Certaines dispositions du nouveau décret ont néanmoins suscité des critiques de la part d’un certain nombre d’acteurs du secteur de la presse, de l’imprimerie et de l’édition, lesquels ont demandé sa modification.
La présidente du Syndicat des directeurs d’entreprises de presse, Amel Mzabi, considère que le décret en question est d’autant plus malvenu qu’il est un texte d’application du décret-loi 115 à propos duquel le syndicat avait émis des réserves.
Pour elle, il est nécessaire d’amender le décret-loi 115, en particulier le volet relatif au dépôt légal. Le dépôt légal des publications, estime-t-elle, doit se faire non pas auprès du Premier ministère mais au Centre de documentation nationale, contrairement aux prescriptions du décret-loi et du décret. «Le problème réside dans le décret-loi plutôt que dans le décret d’application», a-t-elle tenu à préciser.
Pour sa part, le directeur du CAPJC (Centre africain de perfectionnement des journalistes et communicateurs), Abdelkrim Hizaoui, a attiré l’attention sur le fait que la polémique qui avait accompagné la publication de ce décret «s’explique par la crainte de voir le dépôt légal utilisé comme moyen déguisé de censure a priori des périodiques». Pour autant, il considère que la publication du décret est «une bonne chose en soi» dans la mesure où elle s’inscrit dans le cadre de l’activation des décrets-lois 115 et 116 tant réclamée par les professionnels. «Ce texte va organiser l’opération de dépôt légal et mettre ainsi fin au vide juridique en la matière, laquelle avait révélé des lacunes difficiles à combler dans les collections de périodiques de la Bibliothèque nationale et du Centre de documentation nationale», a-t- il dit.
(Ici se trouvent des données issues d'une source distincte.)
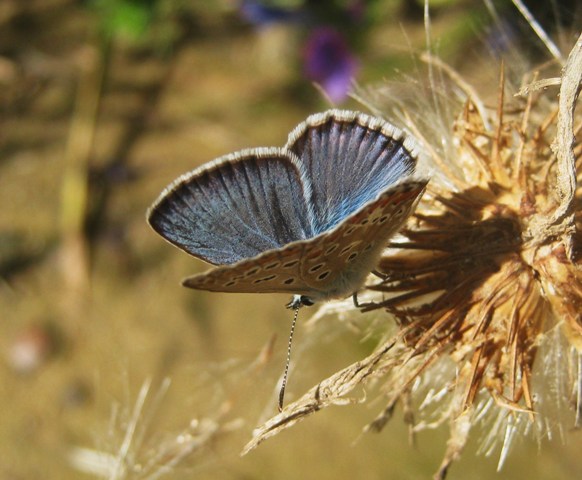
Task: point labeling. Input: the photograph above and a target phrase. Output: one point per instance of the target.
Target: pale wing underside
(311, 267)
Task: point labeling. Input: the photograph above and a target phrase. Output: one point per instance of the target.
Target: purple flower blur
(263, 15)
(329, 62)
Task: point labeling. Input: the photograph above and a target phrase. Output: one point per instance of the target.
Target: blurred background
(105, 359)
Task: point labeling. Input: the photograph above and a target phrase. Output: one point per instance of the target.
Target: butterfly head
(298, 301)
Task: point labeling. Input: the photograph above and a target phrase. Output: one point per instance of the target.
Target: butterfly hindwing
(312, 267)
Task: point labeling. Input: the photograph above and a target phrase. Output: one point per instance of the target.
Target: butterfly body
(310, 219)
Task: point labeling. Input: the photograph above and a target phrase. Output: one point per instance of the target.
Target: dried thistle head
(485, 274)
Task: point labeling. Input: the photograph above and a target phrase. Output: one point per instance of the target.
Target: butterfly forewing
(310, 219)
(238, 207)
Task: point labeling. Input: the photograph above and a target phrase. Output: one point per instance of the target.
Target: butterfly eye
(332, 249)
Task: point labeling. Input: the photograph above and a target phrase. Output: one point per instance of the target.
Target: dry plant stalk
(490, 264)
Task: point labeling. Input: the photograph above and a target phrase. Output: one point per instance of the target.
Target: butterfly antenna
(286, 372)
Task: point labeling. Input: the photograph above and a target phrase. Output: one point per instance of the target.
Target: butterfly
(310, 219)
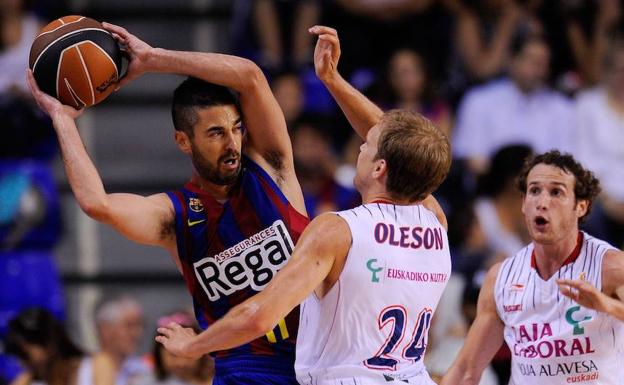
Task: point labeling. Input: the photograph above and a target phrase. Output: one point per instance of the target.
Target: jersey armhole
(177, 198)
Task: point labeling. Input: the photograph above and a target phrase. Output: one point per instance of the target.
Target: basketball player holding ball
(235, 223)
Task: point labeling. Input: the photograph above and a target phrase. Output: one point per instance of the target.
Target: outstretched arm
(610, 299)
(484, 338)
(141, 219)
(268, 141)
(359, 110)
(312, 261)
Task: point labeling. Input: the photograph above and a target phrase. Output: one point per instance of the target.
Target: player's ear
(581, 207)
(183, 141)
(380, 168)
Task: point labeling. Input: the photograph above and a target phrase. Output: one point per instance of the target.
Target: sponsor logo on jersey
(193, 223)
(516, 287)
(250, 263)
(196, 205)
(512, 308)
(374, 270)
(575, 321)
(536, 341)
(576, 371)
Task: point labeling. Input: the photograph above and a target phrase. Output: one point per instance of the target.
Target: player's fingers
(32, 84)
(123, 81)
(321, 29)
(121, 31)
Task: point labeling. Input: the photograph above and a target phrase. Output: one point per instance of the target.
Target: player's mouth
(540, 222)
(230, 162)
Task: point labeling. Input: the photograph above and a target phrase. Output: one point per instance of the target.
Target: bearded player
(558, 302)
(235, 223)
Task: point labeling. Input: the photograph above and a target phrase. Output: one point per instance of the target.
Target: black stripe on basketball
(46, 67)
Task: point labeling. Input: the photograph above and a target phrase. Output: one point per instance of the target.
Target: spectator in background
(281, 26)
(498, 207)
(600, 116)
(590, 25)
(373, 29)
(484, 34)
(409, 87)
(18, 29)
(46, 351)
(315, 164)
(519, 108)
(173, 370)
(288, 91)
(120, 328)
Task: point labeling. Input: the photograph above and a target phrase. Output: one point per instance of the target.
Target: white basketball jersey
(371, 327)
(552, 339)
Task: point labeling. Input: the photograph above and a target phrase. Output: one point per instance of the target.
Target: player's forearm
(84, 179)
(615, 308)
(233, 72)
(242, 324)
(359, 110)
(458, 375)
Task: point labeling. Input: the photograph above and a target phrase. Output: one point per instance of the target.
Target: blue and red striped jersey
(230, 251)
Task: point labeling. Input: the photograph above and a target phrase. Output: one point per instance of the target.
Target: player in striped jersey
(558, 302)
(234, 225)
(371, 277)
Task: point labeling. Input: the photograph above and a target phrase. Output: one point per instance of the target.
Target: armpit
(167, 229)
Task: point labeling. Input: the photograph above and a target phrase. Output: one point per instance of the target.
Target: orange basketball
(75, 60)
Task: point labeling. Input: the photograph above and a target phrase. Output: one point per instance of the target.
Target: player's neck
(219, 192)
(550, 257)
(385, 198)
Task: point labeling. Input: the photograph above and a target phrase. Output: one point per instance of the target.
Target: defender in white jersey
(558, 302)
(369, 278)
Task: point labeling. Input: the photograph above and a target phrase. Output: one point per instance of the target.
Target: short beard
(212, 173)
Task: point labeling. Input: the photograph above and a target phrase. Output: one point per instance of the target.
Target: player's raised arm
(316, 256)
(138, 218)
(483, 341)
(267, 133)
(611, 299)
(359, 110)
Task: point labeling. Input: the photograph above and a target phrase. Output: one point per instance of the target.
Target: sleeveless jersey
(371, 327)
(552, 339)
(231, 251)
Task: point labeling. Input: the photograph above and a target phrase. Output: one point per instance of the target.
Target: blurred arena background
(445, 58)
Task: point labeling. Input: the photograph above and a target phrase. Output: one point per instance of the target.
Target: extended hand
(326, 52)
(177, 340)
(137, 50)
(584, 294)
(49, 104)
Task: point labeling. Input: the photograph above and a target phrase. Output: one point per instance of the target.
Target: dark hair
(417, 153)
(504, 168)
(195, 93)
(39, 327)
(586, 185)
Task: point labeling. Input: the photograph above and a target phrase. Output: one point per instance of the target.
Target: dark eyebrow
(555, 183)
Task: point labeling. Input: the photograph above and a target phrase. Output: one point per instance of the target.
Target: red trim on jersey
(571, 258)
(381, 201)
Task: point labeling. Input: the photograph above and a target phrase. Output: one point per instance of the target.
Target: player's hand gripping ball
(76, 60)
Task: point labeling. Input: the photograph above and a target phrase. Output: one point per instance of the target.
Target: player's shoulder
(612, 270)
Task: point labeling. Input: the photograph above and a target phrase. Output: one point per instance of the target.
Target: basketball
(75, 60)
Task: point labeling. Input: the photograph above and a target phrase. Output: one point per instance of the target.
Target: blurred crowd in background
(504, 79)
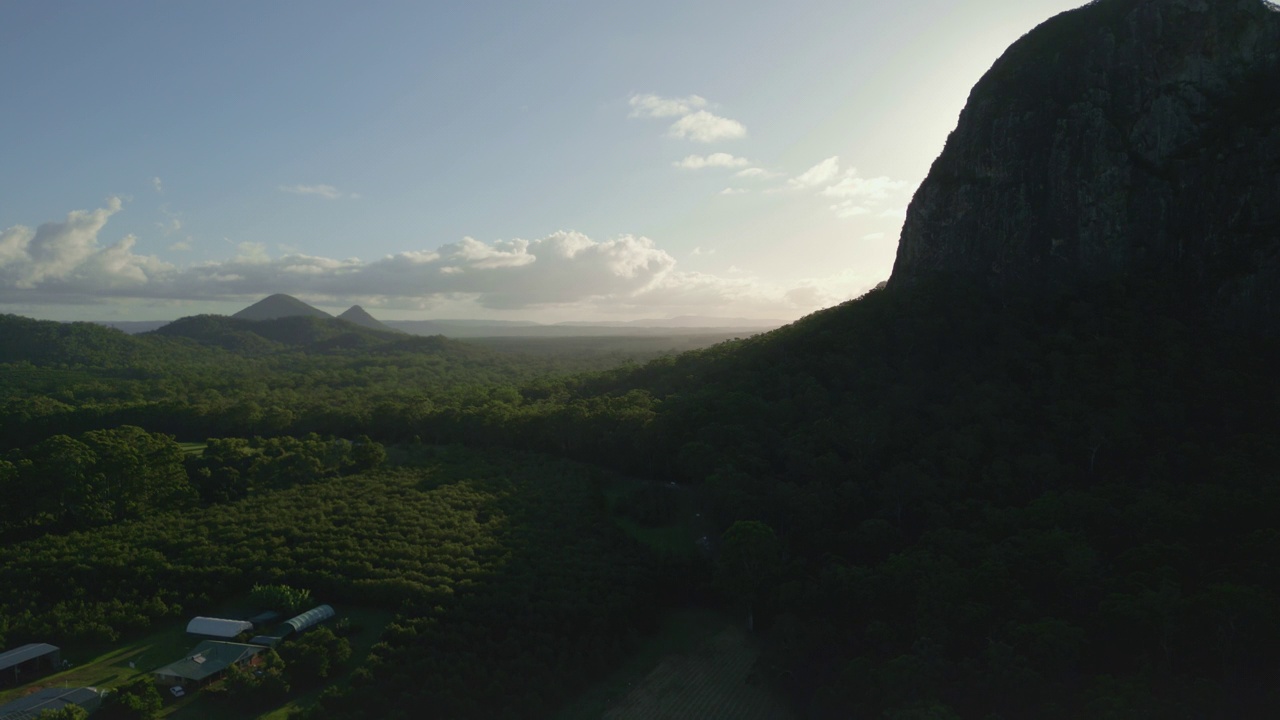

Il attribue en outre le vide juridique en question à la décision prise en 2006 sous l’ancien régime, portant suppression du dépôt légal sous le prétexte fallacieux d’abolir la censure. Il a rappelé qu’en cette période les Tunisiens réclamaient la suppression de la censure et non du dépôt légal, compte tenu de la fonction mémorielle de ce dernier. C’est pourquoi, ajoute-t-il, nous saluons le retour au dépôt légal, d’autant que nous sommes aujourd’hui dans un environnement législatif nouveau, à même d’empêcher tout risque de glissement du dépôt légal vers la censure préalable, comme c’était le cas sous l’ancien régime.
Par ailleurs, explique-t-il, l’article 30 de la Constitution interdit la censure des publications et le décret-loi 115 définit le dépôt légal en des termes si précis qu’ils empêchent toute marge d’interprétation, encore moins son éventuel dévoiement.
Hizaoui plaide par contre, pour la révision du point relatif au dépôt légal avant la distribution, arguant que nulle mention n’est faite de cette condition dans le décret-loi 115.